Esa cualidad, la de vivir inmersos en nuestros prejuicios, es general, todos lo hacemos. Por poner un ejemplo visible: los regímenes de partido único han matado muchísima más gente que el sexo con gays, que el sexo en general y que la homofobia. Y sin embargo, nadie cuestiona que en una democracia haya un montón de gente que forme partidos que intentan construir precisamente esa clase de regímenes. No debe haber una sola democracia que no tenga un pintoresco Partido Comunista en su seno.
Además de ser actriz porno, August Ames sufría depresiones. Y, joder, tenía 23 años, era apenas una guacha que quedó expuesta al odio global, ese que se extiende pestilente en nombre de la bondad y las buenas causas. En este caso, la supuesta lucha contra la homofobia. Y es que en realidad, el “bueno global” es poca cosa más que un linchador old school, ese que gozaba quemando brujas en Salem y que ahora cuenta con una plataforma infinita en la que alimentar las ascuas de lo que considera su justa hoguera. Ahí donde aparezca alguien acusado de homófobo, racista o lo que sea, que se quiten los matices.
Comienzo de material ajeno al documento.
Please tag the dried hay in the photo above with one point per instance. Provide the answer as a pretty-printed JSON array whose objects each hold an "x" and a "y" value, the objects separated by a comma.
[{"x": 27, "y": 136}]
Y aparentemente, que se quiten también los derechos. Porque Ames tenía todo el derecho a sus prejuicios. Prejuicios que en todo caso deben ser combatidos con argumentos, con datos, con información, con razones. Y es que si la inclusión no incluye a todos aquellos que piensan distinto (incluso a quienes piensan horrible), de inclusión no tiene nada más que el nombre. Pura demagogia para convencidos, pura indefensión para las August Ames del mundo.